Some people might feel a little awkward about lingering on a busy mid-town Manhattan street over an advertising poster featuring a male model, clad in nothing but his underwear and a moody pout.
Bur others might not - and fair play to them. Some might even be seduced by those posters into thinking, 'I could wear what he’s wearing, scanning the advert with their smartphone and purchasing their own pair on the spot.
It’s this more daring, impulsive and, dare we say, aspirational class of shopper that men’s fashion brand 2(X)IST - pronounced ‘to exist’ - has been seeking to attract this December, in a campaign that has seen it launch ‘virtual stores’ in nine locations around New York, in the form of advertising billboards tagged with QR codes.
For the more bashful consumer, there’s also the option to buy their new briefs in the relative privacy of the back of a yellow cab, via an audio tag that ‘listens’ to a 60-second 2(X)IST advert running on the in-car screen.
Either way, this code guides the shopper swiftly to a one-click purchase process on their smartphones, once they’ve downloaded the PowaTag app (from the British start-up of the same name), which stores personal information such as delivery address and payment details.
According to Tom Speight, president and CEO of 2(X)IST, it’s part of a wider strategy designed to transform the company into a ‘men’s lifestyle apparel brand’. Launched back in 1991, the company has more recently branched out into swimwear, socks, watches and T-shirts - and some of these, he says, are covered in its in-taxi ads.
But primarily, the company is known for its underwear - and the vast majority of sales today come from wholesale deals with retailers including Neiman Marcus, Nordstrom and Macys. Some 10%, however, comes from direct business-to-consumer sales through its online operations. Here, there could be room to grow, hence the importance of mobile retail. Says Speight:
As distracting as that image might be, diginomica gets Speight’s point: 2(X)IST is actively seeking new retail innovation. As he puts it:
Our target consumer is a millennial guy, aged up to 35, primarily. We know that his mobile device is an extension of himself, so it’s in his hand constantly.
We felt that tagging and one-click purchasing was that next step we needed to make in mobile technology. We’d been talking internally about mobile technology and advancements and we also then received a phone call, a solicitation, from PowaTag themselves, and we took the meeting because we were intrigued. Through the course of dialogue, and doing our own due dilligence, it felt like the right partnership for us.
But, as often in the fashion industry, this project is as much about appearances as it is about cold, hard cash. According to Speight:
We’re viewing this as a test in terms of what will be the reaction to this one-click purchasing on mobile technology for the overall brand. We felt as though it would raise our brand awareness, specifically in New York, where the test is today.
In line with that, the advertising posters - placed on phone kiosks - went live at the beginning of December, while the taxi ads went live on Saturday 13 December, the day after the peak Black Friday shopping frenzy, interestingly, but in plenty of time for ‘Cyber Monday’.
In other words, this is an trial, albeit one that works well with PowaTag’s business model, which is to only charge a retailer each time an order is converted into a sale via its app.
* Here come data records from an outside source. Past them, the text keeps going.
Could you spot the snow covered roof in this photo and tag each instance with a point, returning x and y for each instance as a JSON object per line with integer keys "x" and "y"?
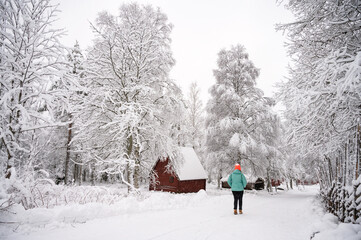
{"x": 191, "y": 168}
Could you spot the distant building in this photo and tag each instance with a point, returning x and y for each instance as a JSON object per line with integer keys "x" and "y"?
{"x": 190, "y": 177}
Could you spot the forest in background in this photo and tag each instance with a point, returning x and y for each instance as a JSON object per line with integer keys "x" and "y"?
{"x": 105, "y": 114}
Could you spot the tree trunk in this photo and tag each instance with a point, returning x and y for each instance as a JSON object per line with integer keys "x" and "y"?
{"x": 291, "y": 184}
{"x": 67, "y": 157}
{"x": 358, "y": 146}
{"x": 269, "y": 185}
{"x": 92, "y": 175}
{"x": 136, "y": 168}
{"x": 129, "y": 153}
{"x": 219, "y": 178}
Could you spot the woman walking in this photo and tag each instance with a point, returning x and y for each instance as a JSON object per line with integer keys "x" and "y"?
{"x": 237, "y": 182}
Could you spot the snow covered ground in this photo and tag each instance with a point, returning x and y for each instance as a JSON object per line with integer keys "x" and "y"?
{"x": 294, "y": 214}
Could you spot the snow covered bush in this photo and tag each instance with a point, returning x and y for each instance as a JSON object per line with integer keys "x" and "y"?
{"x": 322, "y": 98}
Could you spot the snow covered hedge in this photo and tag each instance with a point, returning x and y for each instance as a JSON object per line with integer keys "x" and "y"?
{"x": 42, "y": 192}
{"x": 344, "y": 201}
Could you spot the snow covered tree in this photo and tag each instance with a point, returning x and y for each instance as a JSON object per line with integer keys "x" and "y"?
{"x": 130, "y": 103}
{"x": 31, "y": 61}
{"x": 322, "y": 96}
{"x": 196, "y": 118}
{"x": 240, "y": 125}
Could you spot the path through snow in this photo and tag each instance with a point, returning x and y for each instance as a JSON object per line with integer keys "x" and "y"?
{"x": 286, "y": 215}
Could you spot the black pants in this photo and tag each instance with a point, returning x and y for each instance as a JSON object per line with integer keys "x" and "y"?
{"x": 237, "y": 195}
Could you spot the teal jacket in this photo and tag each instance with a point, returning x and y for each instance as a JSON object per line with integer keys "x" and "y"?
{"x": 237, "y": 181}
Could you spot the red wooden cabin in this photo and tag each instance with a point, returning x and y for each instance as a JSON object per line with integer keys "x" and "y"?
{"x": 190, "y": 177}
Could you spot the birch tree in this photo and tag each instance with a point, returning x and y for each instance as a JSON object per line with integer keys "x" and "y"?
{"x": 131, "y": 102}
{"x": 31, "y": 62}
{"x": 239, "y": 120}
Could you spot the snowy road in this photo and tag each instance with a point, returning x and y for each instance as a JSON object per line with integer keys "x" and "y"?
{"x": 287, "y": 215}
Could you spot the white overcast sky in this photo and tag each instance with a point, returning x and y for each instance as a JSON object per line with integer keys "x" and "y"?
{"x": 201, "y": 29}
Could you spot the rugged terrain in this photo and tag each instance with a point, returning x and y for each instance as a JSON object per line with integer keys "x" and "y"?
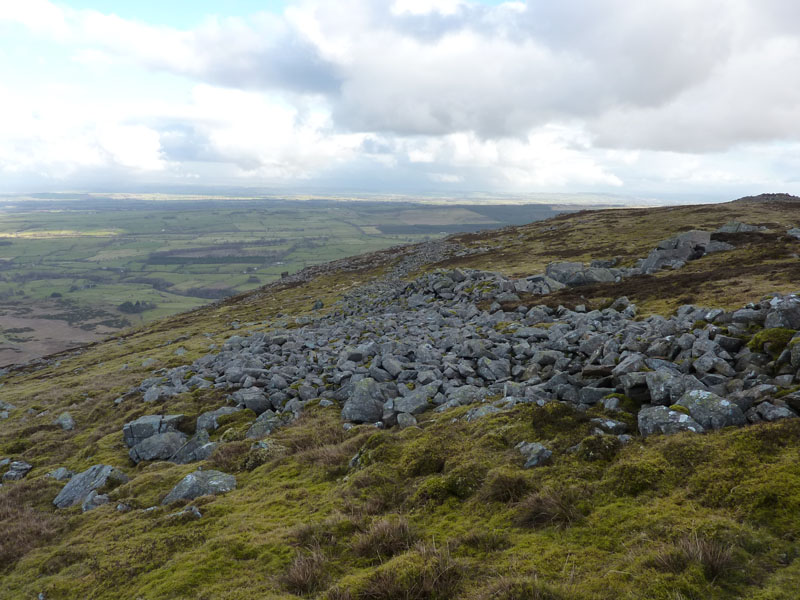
{"x": 76, "y": 267}
{"x": 600, "y": 405}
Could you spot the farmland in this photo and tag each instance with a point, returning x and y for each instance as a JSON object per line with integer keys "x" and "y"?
{"x": 74, "y": 269}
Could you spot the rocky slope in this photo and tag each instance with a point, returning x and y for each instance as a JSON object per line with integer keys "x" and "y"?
{"x": 415, "y": 424}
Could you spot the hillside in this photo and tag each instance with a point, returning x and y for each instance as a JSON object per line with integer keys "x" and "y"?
{"x": 601, "y": 405}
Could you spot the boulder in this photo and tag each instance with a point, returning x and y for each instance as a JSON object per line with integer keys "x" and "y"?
{"x": 201, "y": 483}
{"x": 405, "y": 420}
{"x": 418, "y": 401}
{"x": 265, "y": 424}
{"x": 144, "y": 427}
{"x": 711, "y": 411}
{"x": 535, "y": 454}
{"x": 200, "y": 447}
{"x": 17, "y": 470}
{"x": 65, "y": 421}
{"x": 93, "y": 500}
{"x": 479, "y": 412}
{"x": 660, "y": 419}
{"x": 770, "y": 412}
{"x": 365, "y": 404}
{"x": 61, "y": 474}
{"x": 252, "y": 398}
{"x": 667, "y": 386}
{"x": 208, "y": 420}
{"x": 82, "y": 484}
{"x": 493, "y": 370}
{"x": 161, "y": 446}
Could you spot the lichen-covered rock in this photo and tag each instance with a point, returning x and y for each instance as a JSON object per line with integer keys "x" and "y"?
{"x": 65, "y": 421}
{"x": 711, "y": 411}
{"x": 161, "y": 446}
{"x": 17, "y": 470}
{"x": 93, "y": 478}
{"x": 667, "y": 386}
{"x": 208, "y": 420}
{"x": 200, "y": 447}
{"x": 365, "y": 404}
{"x": 417, "y": 401}
{"x": 201, "y": 483}
{"x": 661, "y": 419}
{"x": 149, "y": 425}
{"x": 535, "y": 453}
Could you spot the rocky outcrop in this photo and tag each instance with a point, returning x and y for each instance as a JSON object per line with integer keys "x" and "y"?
{"x": 91, "y": 480}
{"x": 201, "y": 483}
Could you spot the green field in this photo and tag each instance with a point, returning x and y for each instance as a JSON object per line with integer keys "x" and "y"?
{"x": 78, "y": 259}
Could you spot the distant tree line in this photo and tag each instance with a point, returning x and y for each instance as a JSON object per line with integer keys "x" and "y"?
{"x": 132, "y": 308}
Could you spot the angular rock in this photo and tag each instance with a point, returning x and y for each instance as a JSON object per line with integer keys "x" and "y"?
{"x": 405, "y": 420}
{"x": 667, "y": 386}
{"x": 252, "y": 398}
{"x": 208, "y": 420}
{"x": 17, "y": 470}
{"x": 480, "y": 411}
{"x": 660, "y": 419}
{"x": 65, "y": 421}
{"x": 200, "y": 447}
{"x": 93, "y": 478}
{"x": 535, "y": 454}
{"x": 144, "y": 427}
{"x": 365, "y": 404}
{"x": 161, "y": 446}
{"x": 201, "y": 483}
{"x": 93, "y": 500}
{"x": 266, "y": 423}
{"x": 711, "y": 411}
{"x": 61, "y": 474}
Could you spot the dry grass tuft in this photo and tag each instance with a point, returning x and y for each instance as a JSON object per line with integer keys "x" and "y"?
{"x": 385, "y": 538}
{"x": 230, "y": 457}
{"x": 503, "y": 485}
{"x": 307, "y": 574}
{"x": 715, "y": 556}
{"x": 549, "y": 506}
{"x": 22, "y": 527}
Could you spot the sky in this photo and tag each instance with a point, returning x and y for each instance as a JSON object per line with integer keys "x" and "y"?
{"x": 664, "y": 98}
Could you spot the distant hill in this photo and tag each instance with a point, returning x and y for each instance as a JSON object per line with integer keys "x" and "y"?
{"x": 596, "y": 406}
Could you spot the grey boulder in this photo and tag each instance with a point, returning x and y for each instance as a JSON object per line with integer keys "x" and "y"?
{"x": 17, "y": 470}
{"x": 535, "y": 453}
{"x": 417, "y": 401}
{"x": 65, "y": 421}
{"x": 711, "y": 411}
{"x": 200, "y": 447}
{"x": 161, "y": 446}
{"x": 208, "y": 420}
{"x": 201, "y": 483}
{"x": 82, "y": 484}
{"x": 660, "y": 419}
{"x": 365, "y": 404}
{"x": 144, "y": 427}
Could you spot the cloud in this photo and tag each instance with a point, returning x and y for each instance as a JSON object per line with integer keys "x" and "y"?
{"x": 516, "y": 95}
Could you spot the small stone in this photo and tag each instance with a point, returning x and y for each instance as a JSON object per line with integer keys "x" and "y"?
{"x": 406, "y": 420}
{"x": 65, "y": 421}
{"x": 201, "y": 483}
{"x": 535, "y": 454}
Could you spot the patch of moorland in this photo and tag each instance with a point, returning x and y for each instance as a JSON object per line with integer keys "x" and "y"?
{"x": 443, "y": 510}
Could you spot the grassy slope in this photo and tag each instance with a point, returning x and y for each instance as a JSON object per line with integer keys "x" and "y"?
{"x": 679, "y": 517}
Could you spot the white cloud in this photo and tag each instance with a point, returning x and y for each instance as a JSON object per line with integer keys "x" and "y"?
{"x": 520, "y": 95}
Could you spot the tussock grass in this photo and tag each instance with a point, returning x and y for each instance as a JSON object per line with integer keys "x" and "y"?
{"x": 385, "y": 538}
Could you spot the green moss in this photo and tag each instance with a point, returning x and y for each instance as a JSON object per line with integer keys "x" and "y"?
{"x": 772, "y": 341}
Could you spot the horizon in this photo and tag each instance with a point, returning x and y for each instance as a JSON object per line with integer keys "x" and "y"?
{"x": 450, "y": 98}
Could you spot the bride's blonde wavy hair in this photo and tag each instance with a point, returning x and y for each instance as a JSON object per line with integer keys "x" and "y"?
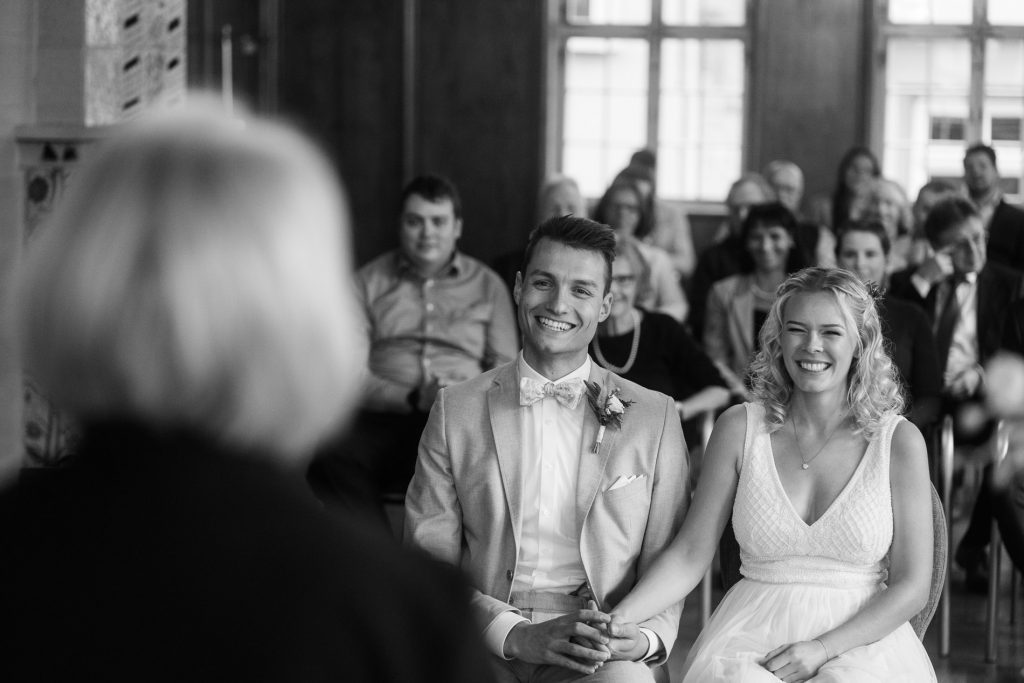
{"x": 872, "y": 389}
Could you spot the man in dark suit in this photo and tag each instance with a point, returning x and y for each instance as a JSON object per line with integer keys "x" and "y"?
{"x": 967, "y": 298}
{"x": 965, "y": 295}
{"x": 1004, "y": 222}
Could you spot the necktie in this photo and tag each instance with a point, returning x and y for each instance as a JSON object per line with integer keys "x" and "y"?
{"x": 947, "y": 321}
{"x": 567, "y": 393}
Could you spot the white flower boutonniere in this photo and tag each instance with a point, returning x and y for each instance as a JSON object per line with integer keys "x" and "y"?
{"x": 609, "y": 409}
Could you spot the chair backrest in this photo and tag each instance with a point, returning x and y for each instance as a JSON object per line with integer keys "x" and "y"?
{"x": 940, "y": 555}
{"x": 729, "y": 558}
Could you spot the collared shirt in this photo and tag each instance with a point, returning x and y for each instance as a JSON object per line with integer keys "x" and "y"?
{"x": 964, "y": 351}
{"x": 987, "y": 205}
{"x": 452, "y": 327}
{"x": 964, "y": 347}
{"x": 549, "y": 551}
{"x": 549, "y": 554}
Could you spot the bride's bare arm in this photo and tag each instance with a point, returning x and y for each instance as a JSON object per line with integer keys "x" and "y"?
{"x": 910, "y": 558}
{"x": 682, "y": 564}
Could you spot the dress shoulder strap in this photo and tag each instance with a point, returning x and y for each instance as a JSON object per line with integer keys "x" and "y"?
{"x": 755, "y": 424}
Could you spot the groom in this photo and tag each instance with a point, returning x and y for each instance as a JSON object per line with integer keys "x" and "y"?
{"x": 552, "y": 516}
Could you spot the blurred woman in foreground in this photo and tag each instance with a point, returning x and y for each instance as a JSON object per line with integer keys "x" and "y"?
{"x": 189, "y": 303}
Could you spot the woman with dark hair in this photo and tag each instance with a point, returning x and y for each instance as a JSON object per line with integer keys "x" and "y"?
{"x": 670, "y": 229}
{"x": 652, "y": 349}
{"x": 863, "y": 249}
{"x": 738, "y": 305}
{"x": 856, "y": 169}
{"x": 625, "y": 208}
{"x": 829, "y": 496}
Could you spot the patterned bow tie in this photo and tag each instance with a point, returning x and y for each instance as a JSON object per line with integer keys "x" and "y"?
{"x": 567, "y": 393}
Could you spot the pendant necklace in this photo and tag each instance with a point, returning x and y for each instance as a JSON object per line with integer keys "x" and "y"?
{"x": 806, "y": 462}
{"x": 633, "y": 349}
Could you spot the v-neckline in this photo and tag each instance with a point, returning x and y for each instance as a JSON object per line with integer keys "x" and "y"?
{"x": 839, "y": 497}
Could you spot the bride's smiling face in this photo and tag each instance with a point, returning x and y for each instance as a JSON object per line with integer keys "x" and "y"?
{"x": 818, "y": 344}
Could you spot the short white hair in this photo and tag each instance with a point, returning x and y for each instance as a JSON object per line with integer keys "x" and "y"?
{"x": 198, "y": 274}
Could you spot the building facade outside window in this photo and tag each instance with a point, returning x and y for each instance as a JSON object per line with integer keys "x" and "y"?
{"x": 670, "y": 75}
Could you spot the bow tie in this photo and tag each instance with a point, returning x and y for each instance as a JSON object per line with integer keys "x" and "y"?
{"x": 567, "y": 393}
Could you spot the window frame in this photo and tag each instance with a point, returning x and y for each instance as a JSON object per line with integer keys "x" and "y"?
{"x": 976, "y": 35}
{"x": 556, "y": 33}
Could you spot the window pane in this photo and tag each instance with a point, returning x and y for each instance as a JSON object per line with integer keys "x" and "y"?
{"x": 1007, "y": 12}
{"x": 1003, "y": 108}
{"x": 630, "y": 12}
{"x": 605, "y": 109}
{"x": 928, "y": 86}
{"x": 700, "y": 134}
{"x": 931, "y": 11}
{"x": 704, "y": 12}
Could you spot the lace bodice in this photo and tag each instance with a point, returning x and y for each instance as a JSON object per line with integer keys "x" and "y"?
{"x": 847, "y": 546}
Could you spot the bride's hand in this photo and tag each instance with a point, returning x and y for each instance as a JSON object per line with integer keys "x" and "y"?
{"x": 796, "y": 662}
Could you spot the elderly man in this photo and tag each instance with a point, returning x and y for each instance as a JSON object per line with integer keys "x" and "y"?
{"x": 728, "y": 255}
{"x": 552, "y": 482}
{"x": 816, "y": 243}
{"x": 434, "y": 316}
{"x": 1004, "y": 222}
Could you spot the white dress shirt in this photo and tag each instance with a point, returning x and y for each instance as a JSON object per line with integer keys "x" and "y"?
{"x": 964, "y": 352}
{"x": 549, "y": 553}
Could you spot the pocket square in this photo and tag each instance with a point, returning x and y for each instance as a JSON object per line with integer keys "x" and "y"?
{"x": 625, "y": 479}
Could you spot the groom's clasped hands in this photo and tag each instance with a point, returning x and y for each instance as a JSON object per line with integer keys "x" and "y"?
{"x": 580, "y": 641}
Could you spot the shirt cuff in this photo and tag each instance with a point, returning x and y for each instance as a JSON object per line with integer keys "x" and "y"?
{"x": 920, "y": 284}
{"x": 498, "y": 631}
{"x": 653, "y": 646}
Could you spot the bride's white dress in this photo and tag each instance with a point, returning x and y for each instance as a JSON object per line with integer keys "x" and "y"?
{"x": 801, "y": 581}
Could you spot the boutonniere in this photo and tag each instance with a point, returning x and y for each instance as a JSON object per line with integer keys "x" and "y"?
{"x": 609, "y": 411}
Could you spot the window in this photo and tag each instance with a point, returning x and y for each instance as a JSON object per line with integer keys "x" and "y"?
{"x": 669, "y": 75}
{"x": 949, "y": 73}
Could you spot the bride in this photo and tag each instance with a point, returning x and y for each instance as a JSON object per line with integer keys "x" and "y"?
{"x": 828, "y": 491}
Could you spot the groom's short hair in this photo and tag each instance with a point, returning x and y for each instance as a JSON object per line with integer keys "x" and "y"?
{"x": 577, "y": 232}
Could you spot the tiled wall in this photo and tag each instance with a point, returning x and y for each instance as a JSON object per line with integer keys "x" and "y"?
{"x": 68, "y": 69}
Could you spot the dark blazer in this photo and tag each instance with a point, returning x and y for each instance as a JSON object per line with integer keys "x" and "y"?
{"x": 162, "y": 557}
{"x": 716, "y": 262}
{"x": 1006, "y": 236}
{"x": 998, "y": 287}
{"x": 911, "y": 346}
{"x": 1013, "y": 334}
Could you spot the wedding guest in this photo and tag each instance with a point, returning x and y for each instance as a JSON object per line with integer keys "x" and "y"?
{"x": 856, "y": 170}
{"x": 863, "y": 249}
{"x": 652, "y": 349}
{"x": 816, "y": 242}
{"x": 1004, "y": 222}
{"x": 829, "y": 496}
{"x": 552, "y": 507}
{"x": 192, "y": 303}
{"x": 886, "y": 203}
{"x": 625, "y": 209}
{"x": 967, "y": 298}
{"x": 559, "y": 196}
{"x": 670, "y": 229}
{"x": 930, "y": 195}
{"x": 728, "y": 255}
{"x": 738, "y": 305}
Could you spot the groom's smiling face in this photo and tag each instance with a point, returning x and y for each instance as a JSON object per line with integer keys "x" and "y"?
{"x": 561, "y": 297}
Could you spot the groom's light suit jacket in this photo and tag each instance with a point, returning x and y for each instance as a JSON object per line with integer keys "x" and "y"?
{"x": 464, "y": 503}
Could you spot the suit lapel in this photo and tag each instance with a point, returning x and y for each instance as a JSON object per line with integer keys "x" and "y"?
{"x": 592, "y": 464}
{"x": 503, "y": 403}
{"x": 742, "y": 315}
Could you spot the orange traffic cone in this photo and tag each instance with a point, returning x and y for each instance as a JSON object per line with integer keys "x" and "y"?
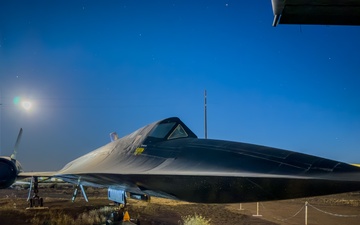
{"x": 126, "y": 217}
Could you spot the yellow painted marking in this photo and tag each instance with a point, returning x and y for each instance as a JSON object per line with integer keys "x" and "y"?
{"x": 138, "y": 151}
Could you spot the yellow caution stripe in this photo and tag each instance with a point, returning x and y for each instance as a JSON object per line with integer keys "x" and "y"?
{"x": 138, "y": 151}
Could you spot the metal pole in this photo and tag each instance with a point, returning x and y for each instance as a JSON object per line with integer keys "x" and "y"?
{"x": 306, "y": 213}
{"x": 0, "y": 120}
{"x": 257, "y": 210}
{"x": 205, "y": 115}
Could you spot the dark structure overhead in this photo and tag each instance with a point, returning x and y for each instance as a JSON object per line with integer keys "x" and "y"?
{"x": 321, "y": 12}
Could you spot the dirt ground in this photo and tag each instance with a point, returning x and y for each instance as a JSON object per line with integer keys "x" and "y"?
{"x": 332, "y": 209}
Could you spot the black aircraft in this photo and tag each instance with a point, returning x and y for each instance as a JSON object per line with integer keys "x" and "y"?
{"x": 166, "y": 159}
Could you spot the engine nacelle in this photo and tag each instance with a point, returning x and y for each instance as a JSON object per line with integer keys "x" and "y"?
{"x": 9, "y": 170}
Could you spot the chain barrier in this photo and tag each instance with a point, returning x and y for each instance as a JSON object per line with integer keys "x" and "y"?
{"x": 285, "y": 219}
{"x": 331, "y": 214}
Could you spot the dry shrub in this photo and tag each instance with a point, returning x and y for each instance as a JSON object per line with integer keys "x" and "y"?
{"x": 195, "y": 220}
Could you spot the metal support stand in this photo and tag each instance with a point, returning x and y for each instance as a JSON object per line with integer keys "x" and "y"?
{"x": 257, "y": 210}
{"x": 36, "y": 201}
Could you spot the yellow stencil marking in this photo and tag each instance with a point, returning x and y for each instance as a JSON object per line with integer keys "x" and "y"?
{"x": 138, "y": 151}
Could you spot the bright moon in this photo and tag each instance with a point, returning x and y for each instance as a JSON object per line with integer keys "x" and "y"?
{"x": 26, "y": 105}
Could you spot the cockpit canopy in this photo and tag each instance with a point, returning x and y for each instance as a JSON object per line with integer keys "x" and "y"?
{"x": 169, "y": 129}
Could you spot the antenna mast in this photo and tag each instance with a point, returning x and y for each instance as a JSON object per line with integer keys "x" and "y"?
{"x": 205, "y": 115}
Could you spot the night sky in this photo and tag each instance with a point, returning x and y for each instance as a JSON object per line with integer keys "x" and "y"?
{"x": 91, "y": 68}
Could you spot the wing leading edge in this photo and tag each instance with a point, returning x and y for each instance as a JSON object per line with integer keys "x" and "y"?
{"x": 322, "y": 12}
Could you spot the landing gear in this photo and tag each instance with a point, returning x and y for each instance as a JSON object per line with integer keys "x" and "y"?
{"x": 35, "y": 201}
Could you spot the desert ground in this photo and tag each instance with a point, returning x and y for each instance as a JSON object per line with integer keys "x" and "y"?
{"x": 332, "y": 209}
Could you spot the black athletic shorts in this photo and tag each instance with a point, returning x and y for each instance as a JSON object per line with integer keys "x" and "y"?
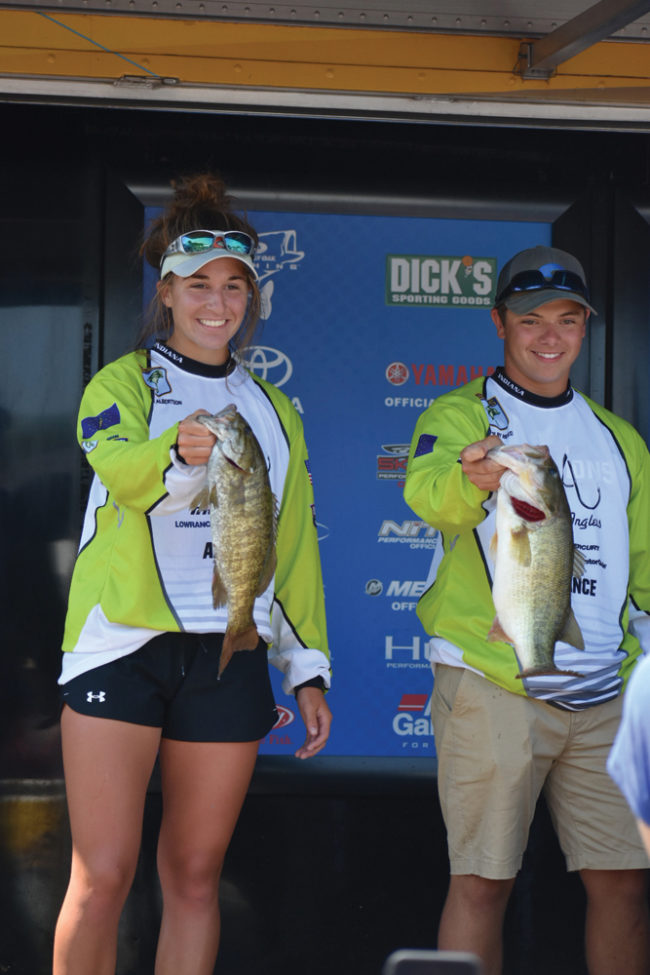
{"x": 172, "y": 683}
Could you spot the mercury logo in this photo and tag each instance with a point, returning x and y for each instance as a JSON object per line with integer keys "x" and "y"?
{"x": 285, "y": 717}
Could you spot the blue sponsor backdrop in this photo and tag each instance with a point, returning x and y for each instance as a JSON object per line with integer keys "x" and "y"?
{"x": 367, "y": 320}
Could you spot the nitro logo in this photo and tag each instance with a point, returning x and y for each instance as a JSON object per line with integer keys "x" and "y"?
{"x": 391, "y": 466}
{"x": 413, "y": 720}
{"x": 415, "y": 534}
{"x": 463, "y": 282}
Says Speight:
Yes, we were hoping for a revenue pick-up, for sure, but we thought it would be really interesting from a brand-awareness perspective - and an association with us being on the cutting-edge of mobile technology - with that millennial consumer.
When we spoke this week, Speight wasn’t able to quantify exactly what kind of sales the company is seeing as a result of its trial. It’s only after the busy Christmas period that he’ll actually be able to sit down and analyse the results it has reaped. So what might success look like to him?
We’re just looking to create an unparalleled shopping experience with our consumer. We’re not looking for concrete, statistical metrics to measure our success - but we are interested in the buzz, and the press, and the impressions that we’re going to get from all of this, which will help catapult this initiative further.
The company already has ideas about using the technology in print adverts in other major metropolitan areas of the US where its brand finds favour, such as Los Angeles. And PowaTag’s technology can also be embedded into social media and email marketing, so these might also be areas of interest to 2(X)IST in future, says Speight.
And to return, if we might, to the question of customer comfort-levels around scanning adverts, in a public place, of men in their underwear? Speight is circumspect:
Our underwear-specific images are always done to the highest taste level. I don’t think that would be an issue.